A l’heure où je rédige ces quelques lignes, l’enclave de Gaza est pilonnée par l’armée israélienne, qui prend pour cible sans distinction civils, femmes, enfants, personnes âgées, blessés, hôpitaux, écoles, campements. Elle adopte une stratégie de l’anéantissement, de la négation de l’autre.

Ce qui se passe aujourd’hui à Gaza s’inscrit dans l’histoire, dans la continuité d’une volonté, d’une stratégie, qui a pour but, non pas d’éradiquer le Hamas, mais de procéder au nettoyage ethnique de la bande de Gaza. Les bombardements incessants qui obligent la population à fuir, à se déplacer, en sont la preuve. Quelle est l’origine de tout cela ? Une occupation territoriale progressive, une volonté de domination, de suprématie, d’écrasement et d’extinction de l’autre. L’« autorité palestinienne » et le peuple palestinien[1] ne sont pas souverains au sein de leur propre territoire, ou du moins de ce qu’il en reste. Dans le cas de figure de l’entité palestinienne, on ne peut parler aujourd’hui ni d’Etat ni de nation, rappelons-le, même si cela paraît être une évidence. La marge de manœuvre de cette « autorité » a, en réalité, toujours été quasiment inexistante, car conditionnée par le bon vouloir de l’Etat d’Israël. « Son » territoire, grignoté au fil des décennies par la politique de colonisation que mène Israël, au mépris du droit international, réduit encore et encore l’espace vital des Palestiniens, qui s’agglutinent dans la promiscuité, de territoires toujours plus réduits dans lesquels ils peinent à respirer aujourd’hui. Ils vivent tassés dans une prison à ciel ouvert, qui reste une prison au sens propre du terme. Aujourd’hui, on leur refuse le droit même de résister face à l’occupant. La détresse dans laquelle vivent les Palestiniens est indescriptible : système de santé qui s’effondre, manque de moyens pour soigner les malades, les blessés, de médicaments, d’eau, de nourriture, de produits de première nécessité, etc. Le blocus territorial a des conséquences humaines désastreuses : morts, blessés, famine, maladies, etc. On cherche à faire plier la population par la peur, la terreur. Inexorablement, l’histoire se répète. Voici ce que pense Edgar Morin de ce qui se passe à Gaza : « Je suis à la fois ahuri et indigné par le fait que ceux qui représentent les descendants d’un peuple qui a été persécuté pendant des siècles pour des raisons religieuses ou raciales, que les descendants de ce peuple qui sont aujourd’hui les décideurs de l’Etat d’Israël, que ceux-là puissent non seulement coloniser tout un peuple, le chasser en partie de sa terre et vouloir l’en chasser pour de bon  ».
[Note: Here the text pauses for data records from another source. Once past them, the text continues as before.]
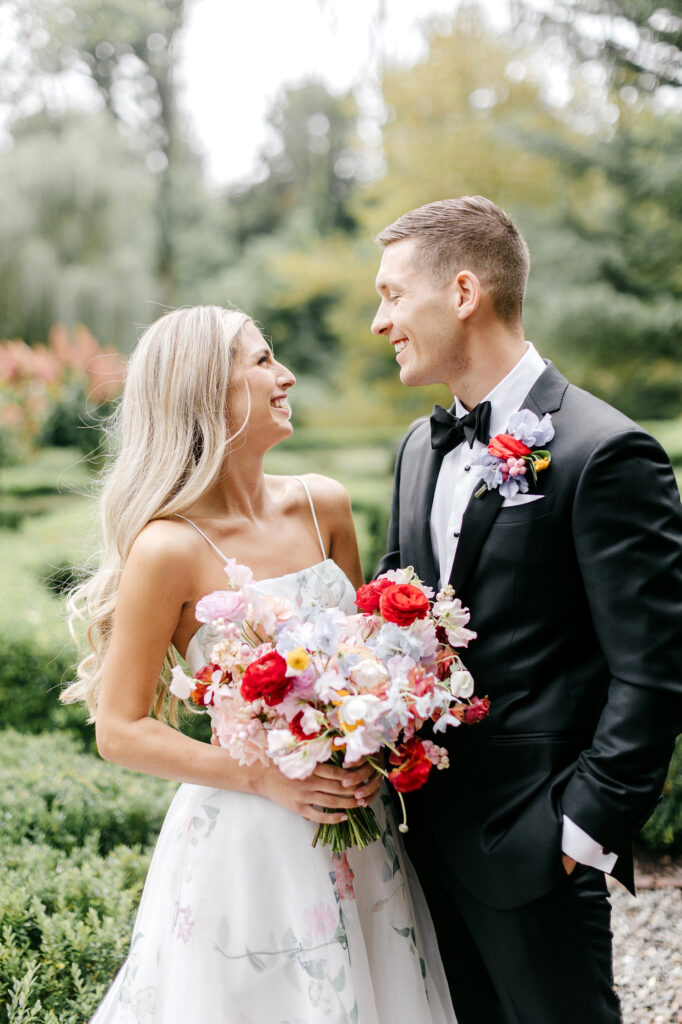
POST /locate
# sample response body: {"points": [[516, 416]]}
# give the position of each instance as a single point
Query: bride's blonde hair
{"points": [[170, 436]]}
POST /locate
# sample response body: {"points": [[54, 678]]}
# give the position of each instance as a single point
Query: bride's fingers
{"points": [[313, 813], [342, 779]]}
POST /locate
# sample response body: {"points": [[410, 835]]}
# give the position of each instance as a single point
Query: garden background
{"points": [[109, 218]]}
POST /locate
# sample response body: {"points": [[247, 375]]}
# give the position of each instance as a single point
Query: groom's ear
{"points": [[466, 293]]}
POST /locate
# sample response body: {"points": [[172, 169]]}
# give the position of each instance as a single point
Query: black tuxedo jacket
{"points": [[577, 599]]}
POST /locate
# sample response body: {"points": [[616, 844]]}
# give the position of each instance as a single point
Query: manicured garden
{"points": [[76, 834]]}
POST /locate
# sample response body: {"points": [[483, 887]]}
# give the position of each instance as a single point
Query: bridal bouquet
{"points": [[302, 688]]}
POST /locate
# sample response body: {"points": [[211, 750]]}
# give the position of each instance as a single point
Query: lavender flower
{"points": [[525, 426], [488, 470], [394, 639]]}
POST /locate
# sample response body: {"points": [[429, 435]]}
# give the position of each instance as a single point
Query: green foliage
{"points": [[664, 829], [31, 678], [51, 793], [77, 239], [66, 921], [75, 846]]}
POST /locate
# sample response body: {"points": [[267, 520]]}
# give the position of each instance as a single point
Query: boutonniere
{"points": [[512, 457]]}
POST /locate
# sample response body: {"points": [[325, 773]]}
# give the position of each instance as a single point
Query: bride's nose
{"points": [[285, 377]]}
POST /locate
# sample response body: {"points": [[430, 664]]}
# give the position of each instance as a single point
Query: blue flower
{"points": [[488, 470], [394, 639]]}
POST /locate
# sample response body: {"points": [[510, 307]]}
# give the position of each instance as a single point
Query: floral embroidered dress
{"points": [[243, 922]]}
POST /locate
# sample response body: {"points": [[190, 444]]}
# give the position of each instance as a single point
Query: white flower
{"points": [[358, 709], [461, 684], [312, 720], [301, 762], [369, 674], [238, 576], [181, 684], [327, 686], [363, 741]]}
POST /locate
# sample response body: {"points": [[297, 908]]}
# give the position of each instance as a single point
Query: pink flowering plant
{"points": [[299, 691]]}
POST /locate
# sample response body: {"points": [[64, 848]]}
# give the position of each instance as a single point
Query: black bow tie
{"points": [[449, 430]]}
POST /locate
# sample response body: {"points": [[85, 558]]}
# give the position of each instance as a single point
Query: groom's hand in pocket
{"points": [[568, 863]]}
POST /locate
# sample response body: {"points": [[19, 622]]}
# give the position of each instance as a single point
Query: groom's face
{"points": [[417, 315]]}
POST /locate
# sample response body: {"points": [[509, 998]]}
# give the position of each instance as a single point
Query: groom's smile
{"points": [[416, 316]]}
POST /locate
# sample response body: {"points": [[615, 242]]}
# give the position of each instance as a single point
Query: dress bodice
{"points": [[322, 586]]}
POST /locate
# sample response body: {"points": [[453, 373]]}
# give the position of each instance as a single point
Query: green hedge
{"points": [[66, 925], [76, 836], [663, 832], [51, 793], [30, 682]]}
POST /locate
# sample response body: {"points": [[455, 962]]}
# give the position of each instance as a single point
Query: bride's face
{"points": [[259, 378]]}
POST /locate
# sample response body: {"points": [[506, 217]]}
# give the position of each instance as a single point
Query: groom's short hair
{"points": [[468, 233]]}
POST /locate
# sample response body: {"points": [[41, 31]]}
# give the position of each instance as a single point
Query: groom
{"points": [[576, 593]]}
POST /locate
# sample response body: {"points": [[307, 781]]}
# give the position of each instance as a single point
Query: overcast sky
{"points": [[238, 55]]}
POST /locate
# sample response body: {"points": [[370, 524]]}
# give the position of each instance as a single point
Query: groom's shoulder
{"points": [[593, 424]]}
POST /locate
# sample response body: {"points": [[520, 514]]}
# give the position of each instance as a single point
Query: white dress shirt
{"points": [[453, 492]]}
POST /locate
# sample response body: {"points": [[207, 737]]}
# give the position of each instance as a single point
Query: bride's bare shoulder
{"points": [[166, 544]]}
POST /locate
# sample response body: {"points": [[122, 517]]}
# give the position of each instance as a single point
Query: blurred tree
{"points": [[309, 169], [123, 52], [639, 40], [614, 242], [77, 233]]}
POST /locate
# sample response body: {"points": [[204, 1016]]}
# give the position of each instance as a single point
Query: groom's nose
{"points": [[381, 323]]}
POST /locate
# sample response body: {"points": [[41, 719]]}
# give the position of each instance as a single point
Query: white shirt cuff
{"points": [[584, 849]]}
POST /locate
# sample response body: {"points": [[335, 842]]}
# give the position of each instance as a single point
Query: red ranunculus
{"points": [[505, 446], [266, 678], [297, 730], [369, 595], [413, 766], [474, 712], [401, 603]]}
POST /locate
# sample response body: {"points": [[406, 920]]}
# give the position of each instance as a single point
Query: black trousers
{"points": [[546, 963]]}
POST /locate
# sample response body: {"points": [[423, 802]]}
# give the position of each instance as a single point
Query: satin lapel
{"points": [[478, 518], [422, 485], [546, 395]]}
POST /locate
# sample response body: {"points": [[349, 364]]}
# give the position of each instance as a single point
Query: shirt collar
{"points": [[507, 396]]}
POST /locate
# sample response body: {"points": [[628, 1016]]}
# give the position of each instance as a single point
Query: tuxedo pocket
{"points": [[525, 511], [519, 499]]}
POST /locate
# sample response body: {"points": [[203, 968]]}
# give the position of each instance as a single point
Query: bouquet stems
{"points": [[359, 829]]}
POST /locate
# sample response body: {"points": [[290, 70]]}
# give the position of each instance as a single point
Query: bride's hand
{"points": [[327, 791], [324, 796]]}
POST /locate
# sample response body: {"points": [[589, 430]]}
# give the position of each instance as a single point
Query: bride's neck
{"points": [[241, 489]]}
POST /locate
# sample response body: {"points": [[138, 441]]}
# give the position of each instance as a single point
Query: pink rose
{"points": [[229, 605]]}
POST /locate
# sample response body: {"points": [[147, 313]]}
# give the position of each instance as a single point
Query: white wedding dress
{"points": [[243, 922]]}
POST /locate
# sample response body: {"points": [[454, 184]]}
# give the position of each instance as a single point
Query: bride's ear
{"points": [[466, 294]]}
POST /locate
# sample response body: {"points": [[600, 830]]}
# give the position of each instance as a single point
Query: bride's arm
{"points": [[336, 519], [152, 594]]}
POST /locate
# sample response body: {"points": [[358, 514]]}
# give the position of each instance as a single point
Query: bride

Des générations de Palestiniens ont grandi dans cette prison avec tout ce que cela implique comme privations et comme restrictions. Mais l’adversité ne forge-t-elle pas la conscience de soi, de sa raison d’être sur Terre, le caractère et la volonté des individus ? Avec des taux d’alphabétisation et de scolarisation qui avoisinent les 100%, le système éducatif palestinien est un des plus performants de la Méditerranée orientale. Cette région a subi différentes influences et dominations, chrétienne et musulmane notamment. Elle se trouve au carrefour de civilisations, de religions et d’influences culturelles diverses. Elle représente le berceau des trois monothéismes. Cette situation particulière a historiquement engendré convoitises et conflits. Les Croisades sont là pour nous rappeler ô combien la sacralité du lieu a été source au fil des siècles de tensions et de revendications. Les Croisades entreprises du XIème au XIIIème siècle par les chrétiens d’Occident, à l’instigation de la papauté, avaient pour but de libérer les lieux saints alors sous domination musulmane. A l’époque contemporaine, «  on peut s’interroger si le démembrement de l’Empire ottoman qui répondait à l’objectif séculaire des Puissances européennes a contribué à apporter la dignité et le bonheur aux peuples libérés du « joug ottoman » au début du 2Oème siècle. Les Etats successeurs dans les Balkans ou au Proche-Orient ont connu et certains d’entre eux connaissent encore des tragédies de guerres et d’occupations, accompagnées de misères morales, économiques et sociales qu’aucun des protagonistes de l’ordre imposé entre 1918 et 1923 n’aurait pu imaginer  »[2]. Cette région connaît au fil des siècles une alternance entre périodes de paix et périodes de guerres.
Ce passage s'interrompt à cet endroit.